Russell made an excellent start to the race, and was involved in an opening lap battle with Pérez and Carlos Sainz.
However, it all got too close for comfort at Turn 4, with Russell hitting Pérez, who was attempting a move on the outside of the Mercedes driver.
The move ended in traditional fashion for Turn 4 at the Red Bull Ring, with the driver on the outside being hit and spinning into the gravel.
Pérez, soon after the collision, was forced to retire from the race, after picking up substantial damage from the incident.
Russell was awarded a 5-second time penalty after being deemed to have caused a collision, with the Red Bull driver having his nose ahead of the Brit.
The Mercedes driver also suffered from damage as a result of the incident, resulting in the former Williams driver losing a “second a lap” until his opening pit-stop, where the team fitted a new front-wing.

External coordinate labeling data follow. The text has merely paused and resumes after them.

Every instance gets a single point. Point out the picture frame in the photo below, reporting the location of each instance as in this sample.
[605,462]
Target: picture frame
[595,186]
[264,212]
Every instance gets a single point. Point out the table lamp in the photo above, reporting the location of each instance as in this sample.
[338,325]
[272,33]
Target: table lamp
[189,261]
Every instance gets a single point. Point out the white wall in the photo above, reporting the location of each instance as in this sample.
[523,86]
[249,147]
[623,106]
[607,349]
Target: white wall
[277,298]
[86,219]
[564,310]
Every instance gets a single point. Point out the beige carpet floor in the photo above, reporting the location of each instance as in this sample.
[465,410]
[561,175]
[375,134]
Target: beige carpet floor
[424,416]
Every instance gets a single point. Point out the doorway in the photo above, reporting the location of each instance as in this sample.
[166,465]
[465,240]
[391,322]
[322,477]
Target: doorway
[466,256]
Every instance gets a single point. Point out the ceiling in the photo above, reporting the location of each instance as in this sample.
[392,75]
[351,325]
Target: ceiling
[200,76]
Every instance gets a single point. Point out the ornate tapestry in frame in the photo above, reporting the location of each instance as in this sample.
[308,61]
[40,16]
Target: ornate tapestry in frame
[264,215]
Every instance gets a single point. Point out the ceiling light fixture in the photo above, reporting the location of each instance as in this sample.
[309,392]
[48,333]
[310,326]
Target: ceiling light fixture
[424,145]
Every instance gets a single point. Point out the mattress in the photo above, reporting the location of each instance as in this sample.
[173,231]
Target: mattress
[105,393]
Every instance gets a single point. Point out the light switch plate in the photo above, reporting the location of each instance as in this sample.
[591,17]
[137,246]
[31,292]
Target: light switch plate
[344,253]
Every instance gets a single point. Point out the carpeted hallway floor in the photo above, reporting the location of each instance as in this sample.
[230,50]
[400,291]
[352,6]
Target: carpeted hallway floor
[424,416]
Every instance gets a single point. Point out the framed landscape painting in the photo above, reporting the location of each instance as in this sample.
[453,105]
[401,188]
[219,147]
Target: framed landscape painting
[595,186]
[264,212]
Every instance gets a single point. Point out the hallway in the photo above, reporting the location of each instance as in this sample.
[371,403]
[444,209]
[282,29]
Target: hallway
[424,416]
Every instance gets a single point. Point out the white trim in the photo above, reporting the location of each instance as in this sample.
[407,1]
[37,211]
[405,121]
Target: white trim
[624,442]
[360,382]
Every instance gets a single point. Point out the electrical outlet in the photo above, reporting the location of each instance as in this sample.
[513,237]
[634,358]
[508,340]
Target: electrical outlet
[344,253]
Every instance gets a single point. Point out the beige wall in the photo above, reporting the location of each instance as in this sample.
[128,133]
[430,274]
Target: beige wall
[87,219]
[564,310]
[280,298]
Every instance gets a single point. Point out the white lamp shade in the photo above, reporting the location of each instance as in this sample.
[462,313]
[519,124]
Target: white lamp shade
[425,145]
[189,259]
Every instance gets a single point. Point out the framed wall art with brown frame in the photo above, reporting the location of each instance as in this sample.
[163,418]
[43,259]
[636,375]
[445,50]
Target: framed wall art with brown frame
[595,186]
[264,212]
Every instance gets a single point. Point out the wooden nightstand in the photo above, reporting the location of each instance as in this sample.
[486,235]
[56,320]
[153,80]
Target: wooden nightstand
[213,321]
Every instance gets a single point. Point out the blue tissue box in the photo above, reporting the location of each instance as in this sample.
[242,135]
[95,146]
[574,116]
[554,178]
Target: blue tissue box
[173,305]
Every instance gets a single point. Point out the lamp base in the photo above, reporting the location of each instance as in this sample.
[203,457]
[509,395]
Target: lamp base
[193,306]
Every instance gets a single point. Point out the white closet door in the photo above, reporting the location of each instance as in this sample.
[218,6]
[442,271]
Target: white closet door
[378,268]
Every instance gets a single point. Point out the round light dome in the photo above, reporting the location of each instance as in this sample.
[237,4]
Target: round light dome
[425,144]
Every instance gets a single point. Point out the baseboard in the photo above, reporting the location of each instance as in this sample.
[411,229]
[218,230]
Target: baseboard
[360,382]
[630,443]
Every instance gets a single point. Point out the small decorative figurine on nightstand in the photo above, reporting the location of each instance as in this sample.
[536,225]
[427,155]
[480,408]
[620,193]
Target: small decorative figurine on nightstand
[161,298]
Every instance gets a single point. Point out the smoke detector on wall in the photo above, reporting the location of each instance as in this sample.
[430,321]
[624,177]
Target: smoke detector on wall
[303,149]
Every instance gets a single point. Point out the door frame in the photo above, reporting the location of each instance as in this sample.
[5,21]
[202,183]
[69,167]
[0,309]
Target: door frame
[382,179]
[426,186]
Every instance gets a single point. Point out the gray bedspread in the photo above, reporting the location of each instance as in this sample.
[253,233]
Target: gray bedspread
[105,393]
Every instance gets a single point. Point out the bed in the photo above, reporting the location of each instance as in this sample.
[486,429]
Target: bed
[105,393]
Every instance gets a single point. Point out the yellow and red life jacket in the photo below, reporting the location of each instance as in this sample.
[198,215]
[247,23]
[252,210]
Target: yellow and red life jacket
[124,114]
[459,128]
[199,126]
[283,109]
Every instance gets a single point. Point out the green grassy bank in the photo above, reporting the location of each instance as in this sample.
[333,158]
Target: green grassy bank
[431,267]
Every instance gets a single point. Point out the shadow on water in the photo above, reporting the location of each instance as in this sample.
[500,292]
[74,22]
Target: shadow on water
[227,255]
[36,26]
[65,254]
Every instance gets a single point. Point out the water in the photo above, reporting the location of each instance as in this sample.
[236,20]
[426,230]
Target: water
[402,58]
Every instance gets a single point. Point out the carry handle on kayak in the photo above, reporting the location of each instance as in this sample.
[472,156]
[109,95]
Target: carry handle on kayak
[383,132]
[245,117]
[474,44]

Russell’s opening stop saw him drop into the bottom half of the field, after being stationary for 20 seconds.
The stop took what felt like an eternity for the British driver, who, as well as being fitted with a new front-wing and tyres, also had to serve his penalty.
Despite it all, though, Russell recovered an excellent 4th place finish, securing a 3-4 for the German team.
Whilst recognising his end result “wasn’t bad”, Russell was frustrated to have had the incident which lost him a “huge amount of lap-time”.
“It was a bit frustrating to have the incident at turn four,” Russell said after the race.
“Obviously I lost a huge amount of lap time with the damage – probably a second a lap. Then to find out I got the penalty, then obviously the front wing change – a 20-second long pit stop – I guess it wasn’t bad in the end to finish where we did, to come back through the traffic a minute behind the leader.”
As well as the time-penalty, Russell also had two points added to his superlicence; however, after the race, Russell accepted responsibility for causing the crash “to the letter of the law”.
Russell continued to explain that “from the second I braked, I was on the limit of my car and there’s nothing more I can do.
“I had a car ahead of me – we know the cars have improved a lot in turbulent air, but there’s still turbulent air,” Russell continued.
“He squeezed me onto the kerb. I’m already on the limit and that pushed me bit wide again.”
The incident comes at a time when tensions between the FIA and the drivers are continuing to build, with many of the competitors becoming unhappy by the race directors being inconsistent.
Russell is hopeful that discussions will take place between the drivers and race directors, over what the rules of racing actually are.
“I’m not placing blame on anybody here,” the British driver said.
“We all want consistency between drivers – for stewards we want consistency – but not every single incident is the same.
“I think between us we’re all going to review a load of incidents and as drivers we need to give our feedback if that should have been penalised or not. Hopefully that gives the stewards a better indication of our feelings. We just all need to be on the same page,” concluded Russell.